Kabinetsmissive

officieel schrijven van gouverneur-generaal *Duymaer van Twist van 23 maart 1856 (vw ix, p. 578-579), door dd. ontvangen op 29 maart, waarin dd. ‘ernstig wordt te regt gewezen, ter zake van zijne onvoorzigtige handelingen als Adsistent Resident van Lebak’ (vw ix, p. 571).

De kabinetsmissive nam dd.'s laatste hoop weg dat hij gelijk zou krijgen tegenover *Brest van Kempen.

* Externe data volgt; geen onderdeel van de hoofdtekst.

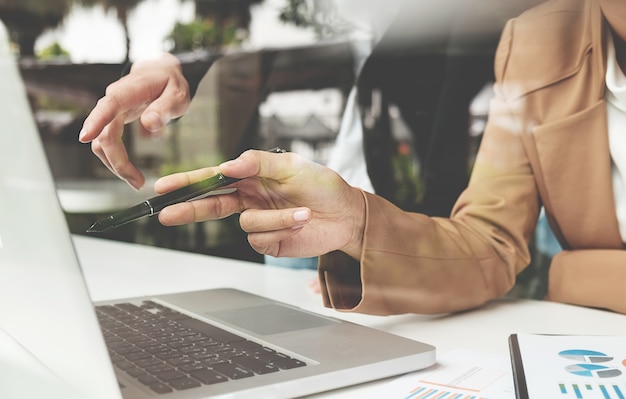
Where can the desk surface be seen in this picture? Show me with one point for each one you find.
(117, 270)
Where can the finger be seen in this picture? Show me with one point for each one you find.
(109, 148)
(211, 208)
(271, 242)
(172, 103)
(177, 180)
(265, 164)
(255, 220)
(120, 101)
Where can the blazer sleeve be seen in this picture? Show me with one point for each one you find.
(412, 263)
(571, 282)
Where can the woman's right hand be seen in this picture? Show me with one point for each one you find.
(289, 206)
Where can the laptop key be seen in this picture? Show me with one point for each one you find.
(208, 377)
(232, 370)
(184, 383)
(255, 365)
(159, 387)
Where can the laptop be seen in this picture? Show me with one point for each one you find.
(213, 343)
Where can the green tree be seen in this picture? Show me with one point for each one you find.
(123, 9)
(53, 51)
(26, 20)
(218, 22)
(319, 15)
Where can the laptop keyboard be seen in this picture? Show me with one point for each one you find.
(167, 350)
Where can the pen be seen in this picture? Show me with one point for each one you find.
(154, 205)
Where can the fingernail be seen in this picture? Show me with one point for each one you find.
(133, 183)
(83, 133)
(301, 215)
(230, 164)
(153, 121)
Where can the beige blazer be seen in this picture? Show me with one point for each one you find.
(546, 143)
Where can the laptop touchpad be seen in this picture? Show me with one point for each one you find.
(271, 319)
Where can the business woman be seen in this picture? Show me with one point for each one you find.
(554, 139)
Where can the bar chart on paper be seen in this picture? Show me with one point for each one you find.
(462, 374)
(426, 392)
(592, 391)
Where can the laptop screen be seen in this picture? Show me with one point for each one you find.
(44, 305)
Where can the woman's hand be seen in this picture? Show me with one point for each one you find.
(289, 206)
(154, 92)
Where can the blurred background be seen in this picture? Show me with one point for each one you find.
(268, 73)
(283, 70)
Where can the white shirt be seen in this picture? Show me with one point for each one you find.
(616, 117)
(347, 157)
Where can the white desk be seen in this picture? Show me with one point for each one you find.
(117, 270)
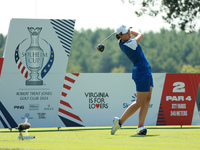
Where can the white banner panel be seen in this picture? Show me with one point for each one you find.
(34, 66)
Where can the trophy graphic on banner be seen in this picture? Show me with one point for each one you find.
(34, 57)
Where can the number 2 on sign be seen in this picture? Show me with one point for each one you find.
(179, 87)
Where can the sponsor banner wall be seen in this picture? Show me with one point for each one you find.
(34, 85)
(35, 61)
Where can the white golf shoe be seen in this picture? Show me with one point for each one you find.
(115, 126)
(141, 131)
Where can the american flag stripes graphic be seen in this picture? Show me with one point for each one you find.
(20, 66)
(64, 30)
(65, 107)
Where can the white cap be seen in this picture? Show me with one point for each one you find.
(122, 29)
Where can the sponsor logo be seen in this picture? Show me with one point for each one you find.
(97, 100)
(126, 105)
(49, 108)
(34, 61)
(18, 107)
(27, 115)
(41, 115)
(33, 106)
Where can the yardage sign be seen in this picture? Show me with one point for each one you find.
(178, 99)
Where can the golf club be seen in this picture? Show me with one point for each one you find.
(100, 46)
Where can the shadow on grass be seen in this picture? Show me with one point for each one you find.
(143, 136)
(74, 129)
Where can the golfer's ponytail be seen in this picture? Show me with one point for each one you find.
(117, 36)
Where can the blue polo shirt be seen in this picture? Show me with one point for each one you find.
(141, 66)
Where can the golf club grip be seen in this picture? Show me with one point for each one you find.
(107, 38)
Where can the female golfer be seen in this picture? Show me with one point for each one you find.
(141, 74)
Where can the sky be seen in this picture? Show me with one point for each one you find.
(89, 14)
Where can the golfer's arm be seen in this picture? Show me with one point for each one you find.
(138, 36)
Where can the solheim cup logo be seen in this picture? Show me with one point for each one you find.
(31, 60)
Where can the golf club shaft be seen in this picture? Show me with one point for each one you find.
(107, 38)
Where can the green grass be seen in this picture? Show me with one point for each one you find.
(157, 138)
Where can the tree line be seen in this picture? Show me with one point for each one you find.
(168, 51)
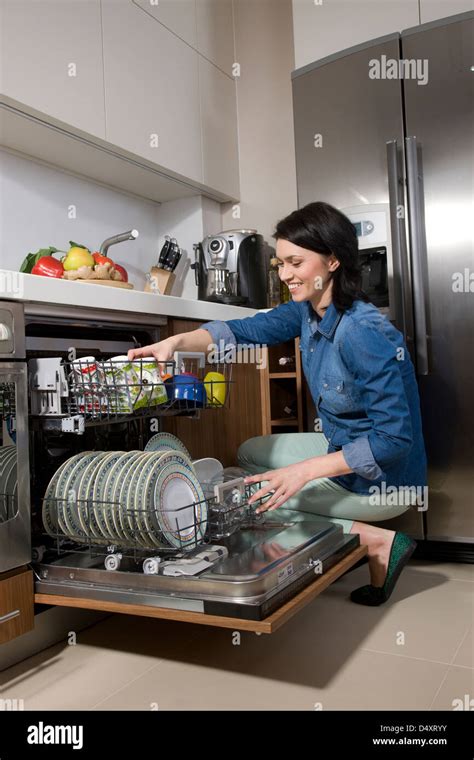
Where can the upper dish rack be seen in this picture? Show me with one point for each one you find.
(68, 395)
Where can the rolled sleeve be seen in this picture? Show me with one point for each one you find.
(220, 333)
(266, 328)
(360, 458)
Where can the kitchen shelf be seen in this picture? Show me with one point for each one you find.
(281, 389)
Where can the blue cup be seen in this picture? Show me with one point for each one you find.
(186, 391)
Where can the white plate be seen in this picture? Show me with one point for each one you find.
(178, 505)
(128, 520)
(166, 442)
(143, 504)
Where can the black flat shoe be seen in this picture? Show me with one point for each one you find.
(402, 548)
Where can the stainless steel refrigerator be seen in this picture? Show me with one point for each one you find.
(385, 132)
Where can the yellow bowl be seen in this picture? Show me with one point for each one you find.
(216, 388)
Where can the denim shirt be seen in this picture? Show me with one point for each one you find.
(362, 381)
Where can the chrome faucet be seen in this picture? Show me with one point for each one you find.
(130, 235)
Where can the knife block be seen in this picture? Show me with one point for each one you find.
(159, 281)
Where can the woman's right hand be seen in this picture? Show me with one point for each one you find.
(163, 351)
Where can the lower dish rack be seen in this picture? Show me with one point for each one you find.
(119, 534)
(68, 395)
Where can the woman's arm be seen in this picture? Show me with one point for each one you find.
(267, 328)
(286, 481)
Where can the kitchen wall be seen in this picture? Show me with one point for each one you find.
(324, 27)
(264, 52)
(41, 206)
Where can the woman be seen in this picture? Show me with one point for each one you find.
(362, 381)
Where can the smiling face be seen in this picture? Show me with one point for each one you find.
(308, 274)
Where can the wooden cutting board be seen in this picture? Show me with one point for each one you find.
(111, 283)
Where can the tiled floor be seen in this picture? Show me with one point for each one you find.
(415, 652)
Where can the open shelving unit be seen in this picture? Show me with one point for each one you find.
(281, 391)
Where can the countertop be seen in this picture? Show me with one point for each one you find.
(31, 288)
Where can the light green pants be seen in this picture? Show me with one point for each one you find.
(323, 497)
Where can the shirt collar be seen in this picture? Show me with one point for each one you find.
(327, 325)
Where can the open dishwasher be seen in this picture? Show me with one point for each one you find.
(120, 520)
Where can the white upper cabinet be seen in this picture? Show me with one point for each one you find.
(324, 28)
(219, 129)
(51, 59)
(177, 15)
(151, 90)
(215, 32)
(431, 10)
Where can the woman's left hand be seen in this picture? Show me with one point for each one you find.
(284, 482)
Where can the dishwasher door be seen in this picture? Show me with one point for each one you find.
(15, 530)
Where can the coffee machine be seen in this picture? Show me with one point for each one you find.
(230, 267)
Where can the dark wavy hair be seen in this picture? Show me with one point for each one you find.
(324, 229)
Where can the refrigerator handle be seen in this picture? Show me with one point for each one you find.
(418, 253)
(403, 310)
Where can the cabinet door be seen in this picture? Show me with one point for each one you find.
(430, 10)
(215, 32)
(16, 604)
(219, 129)
(151, 89)
(179, 17)
(51, 59)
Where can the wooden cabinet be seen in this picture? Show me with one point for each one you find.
(215, 32)
(51, 60)
(255, 395)
(430, 10)
(220, 151)
(16, 603)
(179, 17)
(151, 90)
(282, 389)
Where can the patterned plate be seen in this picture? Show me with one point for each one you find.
(98, 495)
(126, 496)
(109, 525)
(85, 495)
(166, 442)
(77, 527)
(50, 507)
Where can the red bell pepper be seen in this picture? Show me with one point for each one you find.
(48, 266)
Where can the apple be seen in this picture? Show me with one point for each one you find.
(122, 272)
(77, 257)
(100, 259)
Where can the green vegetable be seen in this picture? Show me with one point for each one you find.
(32, 258)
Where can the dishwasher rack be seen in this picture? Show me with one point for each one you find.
(68, 395)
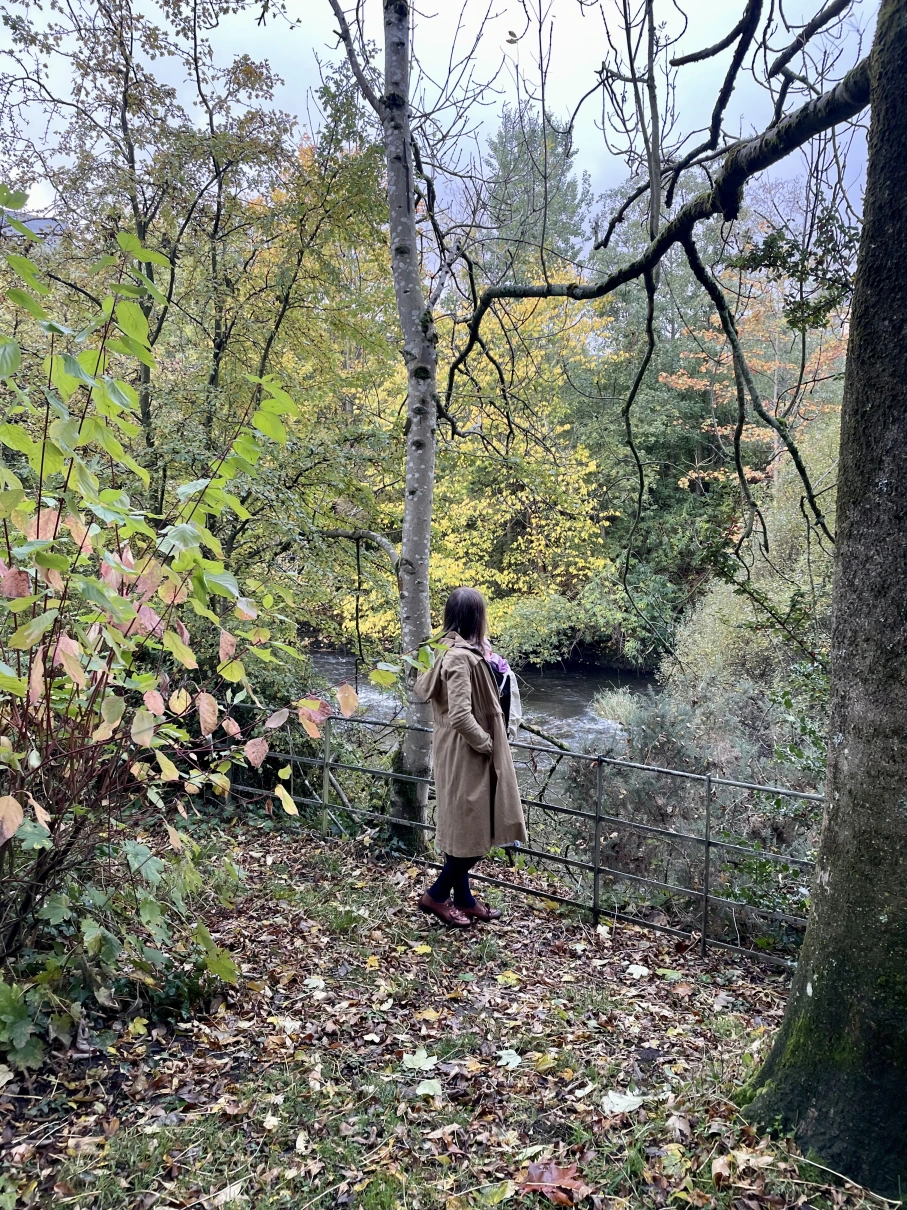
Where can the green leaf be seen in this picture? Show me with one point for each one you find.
(131, 243)
(12, 200)
(270, 425)
(247, 448)
(131, 347)
(96, 592)
(132, 321)
(10, 683)
(102, 263)
(220, 964)
(179, 537)
(29, 1054)
(429, 1088)
(27, 270)
(73, 366)
(19, 298)
(10, 356)
(16, 437)
(122, 393)
(29, 633)
(279, 403)
(33, 836)
(178, 647)
(56, 909)
(143, 862)
(11, 500)
(224, 583)
(52, 560)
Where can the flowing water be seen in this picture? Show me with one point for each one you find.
(555, 698)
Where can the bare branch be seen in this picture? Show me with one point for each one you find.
(367, 536)
(353, 58)
(821, 18)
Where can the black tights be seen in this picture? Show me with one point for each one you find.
(455, 876)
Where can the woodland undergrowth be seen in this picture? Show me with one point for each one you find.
(367, 1058)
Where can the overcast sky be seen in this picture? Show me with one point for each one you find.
(577, 50)
(578, 46)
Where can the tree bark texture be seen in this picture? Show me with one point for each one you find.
(420, 353)
(837, 1072)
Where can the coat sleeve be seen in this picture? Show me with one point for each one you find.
(515, 707)
(458, 676)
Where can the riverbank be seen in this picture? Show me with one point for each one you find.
(556, 698)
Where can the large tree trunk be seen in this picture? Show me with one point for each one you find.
(421, 357)
(837, 1072)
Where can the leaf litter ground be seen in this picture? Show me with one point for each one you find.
(370, 1059)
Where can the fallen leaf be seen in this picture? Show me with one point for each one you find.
(561, 1186)
(620, 1102)
(255, 752)
(287, 802)
(680, 1127)
(636, 972)
(347, 699)
(721, 1170)
(420, 1061)
(429, 1088)
(231, 1193)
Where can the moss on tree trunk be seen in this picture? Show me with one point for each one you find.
(837, 1073)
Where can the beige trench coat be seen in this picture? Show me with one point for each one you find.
(478, 801)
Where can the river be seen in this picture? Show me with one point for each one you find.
(555, 698)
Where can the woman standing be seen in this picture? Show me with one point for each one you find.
(478, 800)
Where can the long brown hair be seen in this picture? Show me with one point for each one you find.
(464, 614)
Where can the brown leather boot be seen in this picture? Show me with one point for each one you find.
(481, 911)
(449, 915)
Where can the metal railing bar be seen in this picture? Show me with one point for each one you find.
(263, 794)
(554, 857)
(381, 772)
(762, 852)
(350, 768)
(619, 764)
(633, 825)
(620, 876)
(767, 912)
(390, 819)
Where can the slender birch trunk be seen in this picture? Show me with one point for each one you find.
(420, 352)
(420, 355)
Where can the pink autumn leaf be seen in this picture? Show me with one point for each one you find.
(67, 652)
(44, 525)
(255, 752)
(149, 622)
(15, 583)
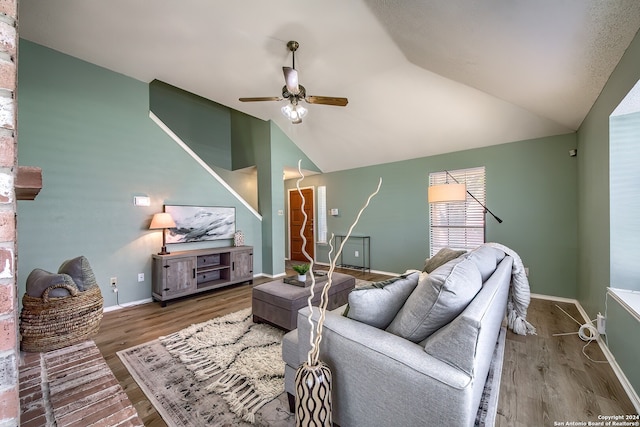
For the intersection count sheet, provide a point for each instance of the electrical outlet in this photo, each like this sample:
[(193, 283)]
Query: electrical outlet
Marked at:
[(601, 325)]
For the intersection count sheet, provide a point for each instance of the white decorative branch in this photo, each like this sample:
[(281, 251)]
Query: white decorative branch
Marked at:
[(316, 336)]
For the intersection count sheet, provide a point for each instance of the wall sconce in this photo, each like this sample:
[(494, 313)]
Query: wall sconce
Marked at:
[(162, 221), (452, 193)]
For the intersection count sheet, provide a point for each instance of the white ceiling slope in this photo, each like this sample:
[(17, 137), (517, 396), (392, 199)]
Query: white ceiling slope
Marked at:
[(423, 77)]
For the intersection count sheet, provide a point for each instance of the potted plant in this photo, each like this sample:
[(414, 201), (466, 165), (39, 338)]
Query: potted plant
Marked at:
[(301, 269)]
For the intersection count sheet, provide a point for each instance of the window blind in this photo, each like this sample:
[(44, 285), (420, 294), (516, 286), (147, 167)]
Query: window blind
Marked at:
[(458, 225)]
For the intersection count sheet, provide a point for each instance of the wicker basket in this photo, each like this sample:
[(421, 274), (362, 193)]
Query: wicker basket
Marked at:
[(52, 323)]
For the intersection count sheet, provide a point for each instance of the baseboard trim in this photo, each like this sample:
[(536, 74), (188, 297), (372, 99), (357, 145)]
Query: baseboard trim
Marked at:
[(624, 381), (127, 304)]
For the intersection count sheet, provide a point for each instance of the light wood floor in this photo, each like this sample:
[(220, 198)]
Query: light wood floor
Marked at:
[(545, 378)]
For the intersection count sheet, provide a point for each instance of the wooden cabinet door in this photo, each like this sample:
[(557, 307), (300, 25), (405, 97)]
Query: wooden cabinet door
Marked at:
[(242, 265), (179, 276)]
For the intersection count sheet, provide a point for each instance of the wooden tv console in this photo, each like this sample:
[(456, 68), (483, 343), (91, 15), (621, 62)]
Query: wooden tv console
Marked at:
[(183, 273)]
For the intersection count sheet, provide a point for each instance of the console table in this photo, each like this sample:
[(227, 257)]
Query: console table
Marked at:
[(185, 273), (365, 255)]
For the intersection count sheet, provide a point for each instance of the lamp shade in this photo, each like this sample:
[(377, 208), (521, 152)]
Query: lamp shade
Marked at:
[(162, 220), (447, 193)]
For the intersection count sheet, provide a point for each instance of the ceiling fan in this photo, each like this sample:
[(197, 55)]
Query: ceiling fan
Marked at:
[(295, 92)]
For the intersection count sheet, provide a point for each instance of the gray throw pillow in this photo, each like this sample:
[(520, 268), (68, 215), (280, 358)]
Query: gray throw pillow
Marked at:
[(486, 258), (39, 280), (443, 256), (80, 271), (437, 300), (378, 303)]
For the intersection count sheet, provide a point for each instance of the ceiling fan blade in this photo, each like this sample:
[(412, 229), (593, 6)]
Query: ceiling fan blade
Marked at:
[(327, 100), (291, 80), (264, 98)]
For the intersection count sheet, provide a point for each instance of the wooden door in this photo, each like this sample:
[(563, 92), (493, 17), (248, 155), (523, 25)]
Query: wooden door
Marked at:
[(295, 224)]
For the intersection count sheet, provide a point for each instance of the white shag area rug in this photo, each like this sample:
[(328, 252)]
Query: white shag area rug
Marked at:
[(248, 355)]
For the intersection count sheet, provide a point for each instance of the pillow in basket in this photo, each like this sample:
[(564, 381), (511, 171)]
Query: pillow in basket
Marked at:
[(39, 280), (80, 271)]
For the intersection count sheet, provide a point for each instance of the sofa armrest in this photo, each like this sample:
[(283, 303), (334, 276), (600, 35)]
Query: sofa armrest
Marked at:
[(380, 379), (368, 339)]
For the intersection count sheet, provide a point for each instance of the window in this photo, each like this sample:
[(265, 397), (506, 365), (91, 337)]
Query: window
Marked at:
[(458, 225)]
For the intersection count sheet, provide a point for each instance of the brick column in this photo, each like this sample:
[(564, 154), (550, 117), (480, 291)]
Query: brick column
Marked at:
[(9, 346)]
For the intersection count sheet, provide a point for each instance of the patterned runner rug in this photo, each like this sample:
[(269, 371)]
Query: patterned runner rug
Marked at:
[(224, 372), (188, 397)]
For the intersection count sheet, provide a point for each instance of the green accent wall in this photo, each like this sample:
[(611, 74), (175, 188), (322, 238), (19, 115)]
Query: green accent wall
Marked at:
[(270, 149), (531, 186), (202, 124), (594, 219), (89, 130)]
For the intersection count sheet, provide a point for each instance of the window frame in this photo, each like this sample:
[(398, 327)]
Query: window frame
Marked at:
[(458, 225)]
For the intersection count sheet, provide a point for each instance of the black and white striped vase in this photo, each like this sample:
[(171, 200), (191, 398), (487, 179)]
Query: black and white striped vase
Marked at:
[(313, 395)]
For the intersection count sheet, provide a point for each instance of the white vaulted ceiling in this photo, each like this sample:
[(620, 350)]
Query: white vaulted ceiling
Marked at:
[(423, 77)]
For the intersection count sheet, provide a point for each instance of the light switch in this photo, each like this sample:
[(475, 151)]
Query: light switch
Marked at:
[(142, 201)]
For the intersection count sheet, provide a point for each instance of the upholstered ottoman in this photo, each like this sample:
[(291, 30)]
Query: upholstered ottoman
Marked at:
[(278, 303)]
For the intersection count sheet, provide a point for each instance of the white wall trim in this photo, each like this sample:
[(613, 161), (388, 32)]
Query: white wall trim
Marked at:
[(624, 381), (201, 162), (126, 304)]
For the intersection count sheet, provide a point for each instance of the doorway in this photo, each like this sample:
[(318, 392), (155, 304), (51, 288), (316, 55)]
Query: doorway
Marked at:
[(295, 224)]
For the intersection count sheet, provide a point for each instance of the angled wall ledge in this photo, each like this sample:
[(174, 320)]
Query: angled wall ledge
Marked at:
[(28, 182)]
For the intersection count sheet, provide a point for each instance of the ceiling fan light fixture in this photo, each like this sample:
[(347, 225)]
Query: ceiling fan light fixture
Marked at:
[(294, 112)]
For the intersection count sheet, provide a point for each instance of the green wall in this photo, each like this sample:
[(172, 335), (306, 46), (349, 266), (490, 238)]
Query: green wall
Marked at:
[(593, 184), (202, 124), (89, 130), (594, 219), (531, 186), (266, 146)]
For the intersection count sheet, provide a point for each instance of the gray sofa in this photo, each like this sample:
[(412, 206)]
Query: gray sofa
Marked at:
[(382, 379)]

Hij beantwoordde de missive met het verzoek om ontslag (29 maart 1856, Rangkas Betoeng, vw ix, p. 582-583); hij werd eervol ontheven uit zijn functie als assistent-resident van Lebak. In een onvolledig ontwerp van een brief van 23 mei 1856 aan Duymaer van Twist, met het verzoek hem nog voor zijn vertrek te spreken, schrijft dd. onder meer: ‘De gronden waarop gebaseerd is de afkeuring in Uwer Excellenties Kabinetsmissive van 23 Maart zijn geheel en al verdicht en leugenachtig.’ (vw ix, p. 635).

Tegelijk met de kabinetsmissive ontving dd. een schrijven van *H.J.C. Hoogeveen, adjunct-secretaris van Duymaer van Twist, waarin deze dd. aanraadt zich ‘bij de ontvangst van een en ander bedaard te houden - en niets te doen waardoor gij alles geheel kunt verbroddelen. - Neem de kabinets missive liefst stil aan en zwijg er op.’ (vw ix, p. 581). dd. tekende op deze brief aan dat hij vermoedde dat deze brief op last van Duymaer van Twist was geschreven. (Lit. Paul van 't Veer, Het leven van Multatuli, 1979, p. 342 e.v.)